OMB created a comprehensive set of data based on the status of diversity at the agency, where the agency can improve on diversity, and what attitudes the employees have about diversity. When OMB began to collect this data, it experienced pushback from critics who said that this type of data was too sensitive and that the agency shouldn’t be allowed to collect it, according to Donovan.
“We’ve pushed through some of those barriers and it’s been important as a baseline to get that data and share it,” Donovan said.
Donovan said that if an agency leader already has an idea that a part of the organization lacks diversity, data collection has the ability to pinpoint why that’s happening.
“The data is always the touchstone–the foundation–of what’s the real problem here,” Donovan said.
For example an agency could be attracting many diverse applicants, however the data could show them that these applicants have difficulty overcoming a specific part of the hiring process.

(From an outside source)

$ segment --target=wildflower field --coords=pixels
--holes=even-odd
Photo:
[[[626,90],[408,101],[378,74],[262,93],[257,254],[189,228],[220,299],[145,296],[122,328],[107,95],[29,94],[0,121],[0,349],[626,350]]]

The agency leaders could then research that part of the process and find a more inclusive way to conduct its hiring method.
Donovan found that in conversations with employees who were considering leaving OMB that they didn’t see any role models who came from the same background in the agency whom they could look up to. OMB found that it had to work on hiring diverse employees at all levels of the agency, instead of focusing on lower level positions.
“Before you throw that dart, figure out what the target is,” Donovan said.
Donovan said that someone at each agency should be tasked with the responsibility of examining issues of diversity and inclusion.
Agency leaders are developing a report, based on the discussion at the White House Summit on Diversity and Inclusion in Government on Monday, to hand over to President-elect Donald Trump’s transition team and the next agency leaders to outline best practices for hiring and retaining a diverse workforce. One of the suggestions is using data to define specific problems.
“The data’s not perfect but it’s a starting point for having that dialogue,” said Beth Cobert, acting director of the Office of Personnel Management.